By Vatapuia Maiava 22 October 2016, 12:00AM

For Ioakimo Suōta’ai, from the village of Mulivai Safata, life can’t get any better.

Aged 54, Ioakimo is a taro farmer who is doing well for himself. Through his earnings from taro export, he has managed to provide his family with a car.

“For a long time now, I haven’t asked my family overseas to assist us with money,” he told the Village Voice.

“That’s because my family and I are doing really well these days through my earnings from my plantation. We are able to afford paying all the bills, taking care of things in the house and taking care of the family’s needs.

“Yes we all know that a lot of our families overseas are doing really well overseas but that doesn’t mean we need to always ask them for help.
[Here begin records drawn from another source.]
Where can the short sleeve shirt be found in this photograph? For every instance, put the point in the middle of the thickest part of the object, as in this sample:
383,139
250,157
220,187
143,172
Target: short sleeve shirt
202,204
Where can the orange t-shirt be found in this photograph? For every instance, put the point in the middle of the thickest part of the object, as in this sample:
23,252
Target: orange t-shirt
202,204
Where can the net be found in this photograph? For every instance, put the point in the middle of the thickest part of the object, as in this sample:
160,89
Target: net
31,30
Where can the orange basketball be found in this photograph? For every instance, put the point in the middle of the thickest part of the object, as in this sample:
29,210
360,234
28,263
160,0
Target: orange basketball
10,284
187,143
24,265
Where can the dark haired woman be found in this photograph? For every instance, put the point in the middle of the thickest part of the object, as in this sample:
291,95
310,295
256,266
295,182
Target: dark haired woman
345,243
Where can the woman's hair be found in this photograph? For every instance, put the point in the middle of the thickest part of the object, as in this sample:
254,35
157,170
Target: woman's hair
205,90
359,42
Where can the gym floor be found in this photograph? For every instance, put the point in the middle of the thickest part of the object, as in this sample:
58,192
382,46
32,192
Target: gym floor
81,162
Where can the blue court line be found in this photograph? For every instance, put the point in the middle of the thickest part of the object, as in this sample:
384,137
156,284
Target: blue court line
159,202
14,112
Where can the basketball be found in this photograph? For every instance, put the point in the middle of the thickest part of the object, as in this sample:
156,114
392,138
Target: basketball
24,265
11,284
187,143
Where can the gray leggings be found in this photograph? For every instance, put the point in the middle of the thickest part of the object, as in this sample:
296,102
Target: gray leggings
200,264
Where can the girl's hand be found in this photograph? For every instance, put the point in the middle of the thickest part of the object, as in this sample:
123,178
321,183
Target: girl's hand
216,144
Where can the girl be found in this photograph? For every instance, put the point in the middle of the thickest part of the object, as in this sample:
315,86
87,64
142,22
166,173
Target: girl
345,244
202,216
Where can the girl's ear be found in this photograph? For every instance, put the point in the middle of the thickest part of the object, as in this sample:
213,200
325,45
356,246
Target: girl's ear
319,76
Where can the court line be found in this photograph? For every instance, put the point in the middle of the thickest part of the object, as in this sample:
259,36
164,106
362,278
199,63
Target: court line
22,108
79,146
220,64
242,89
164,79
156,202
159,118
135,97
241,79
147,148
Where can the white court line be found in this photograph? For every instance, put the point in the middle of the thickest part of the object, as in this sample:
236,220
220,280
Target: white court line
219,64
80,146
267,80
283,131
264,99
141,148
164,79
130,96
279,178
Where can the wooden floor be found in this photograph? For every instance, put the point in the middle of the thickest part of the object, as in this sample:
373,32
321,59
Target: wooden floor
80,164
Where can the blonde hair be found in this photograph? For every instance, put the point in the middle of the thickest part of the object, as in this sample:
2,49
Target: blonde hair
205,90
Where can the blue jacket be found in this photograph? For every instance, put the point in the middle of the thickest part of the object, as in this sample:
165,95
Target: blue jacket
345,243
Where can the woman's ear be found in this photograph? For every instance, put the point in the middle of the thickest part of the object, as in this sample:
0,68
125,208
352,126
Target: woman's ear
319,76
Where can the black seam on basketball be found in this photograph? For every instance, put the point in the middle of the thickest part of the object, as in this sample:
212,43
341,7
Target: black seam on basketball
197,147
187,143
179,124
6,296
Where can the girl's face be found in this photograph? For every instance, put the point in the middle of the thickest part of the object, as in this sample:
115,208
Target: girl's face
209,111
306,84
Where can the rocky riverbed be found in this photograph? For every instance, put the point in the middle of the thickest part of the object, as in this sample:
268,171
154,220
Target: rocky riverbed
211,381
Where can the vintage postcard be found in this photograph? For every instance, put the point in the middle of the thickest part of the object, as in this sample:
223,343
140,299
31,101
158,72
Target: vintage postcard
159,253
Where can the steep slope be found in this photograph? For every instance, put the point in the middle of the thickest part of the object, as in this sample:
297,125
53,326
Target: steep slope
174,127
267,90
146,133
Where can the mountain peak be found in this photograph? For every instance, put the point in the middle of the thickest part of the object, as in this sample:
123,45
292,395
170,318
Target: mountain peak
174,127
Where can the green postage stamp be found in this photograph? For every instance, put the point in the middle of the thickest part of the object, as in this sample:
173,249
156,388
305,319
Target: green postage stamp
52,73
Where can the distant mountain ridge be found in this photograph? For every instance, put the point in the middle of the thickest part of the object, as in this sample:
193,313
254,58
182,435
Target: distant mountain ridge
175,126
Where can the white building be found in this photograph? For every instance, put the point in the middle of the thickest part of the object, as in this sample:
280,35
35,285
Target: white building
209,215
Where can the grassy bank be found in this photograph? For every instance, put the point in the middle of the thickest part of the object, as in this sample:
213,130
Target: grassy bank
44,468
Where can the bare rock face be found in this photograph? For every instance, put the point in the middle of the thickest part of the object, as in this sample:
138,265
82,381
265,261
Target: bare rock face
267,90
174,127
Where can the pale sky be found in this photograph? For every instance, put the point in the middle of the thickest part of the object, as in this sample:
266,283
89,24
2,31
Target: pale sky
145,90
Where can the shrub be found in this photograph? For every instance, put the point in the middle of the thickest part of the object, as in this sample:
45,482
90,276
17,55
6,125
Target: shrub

They have their own bills and things to pay.

“If they can’t afford to send you any money then it’s stupid to get mad at them. We should just try and make ends meet on our own, stand on our own two feet. That’s the mindset that drives me.”

Finding the strength in the Lord every day to go out and work the land, Ioakimo is able to make over $1,000 every time he exports boxes of taro in containers.

“I am thankful every day to the Lord for the strength he gives me to work the plantation every day,” he said.

“Without that strength, I am not able to provide for my children and family. I wouldn’t be able to get anywhere in life.

“I am currently farming three types of taro. I would store the taro in a container and sell them overseas for a hefty profit. I would earn over $1,000 from selling containers of taro.

“I don’t export the taro too often though. I export them maybe twice or three times a year. It’s not an easy process but it’s worth it.”

But as hard working as he may be, Ioakimo runs into a few bumps every now and then.

“There are times I don’t earn as much though,” he said.

“Sometimes the taro isn’t at the quality it’s supposed to be so I don’t fill up a full container. Earnings also depend a lot on the market prices currently available.

“Taro also requires a lot of attention and strength to grow. It also requires a lot of land to turn a real profit and I only have three acres. Those are the sorts of problems I face with this kind of work.”

However, all things considered, Ioakimo and his family are doing really well.

“We are doing really well right now,” he said.

“The family has enough for everything and we were also able to purchase a car with the money we made from taro.

“The market for taro has recently gotten better meaning that I will earn more money from the boxes of taro I export. This is good news for many of us farmers.”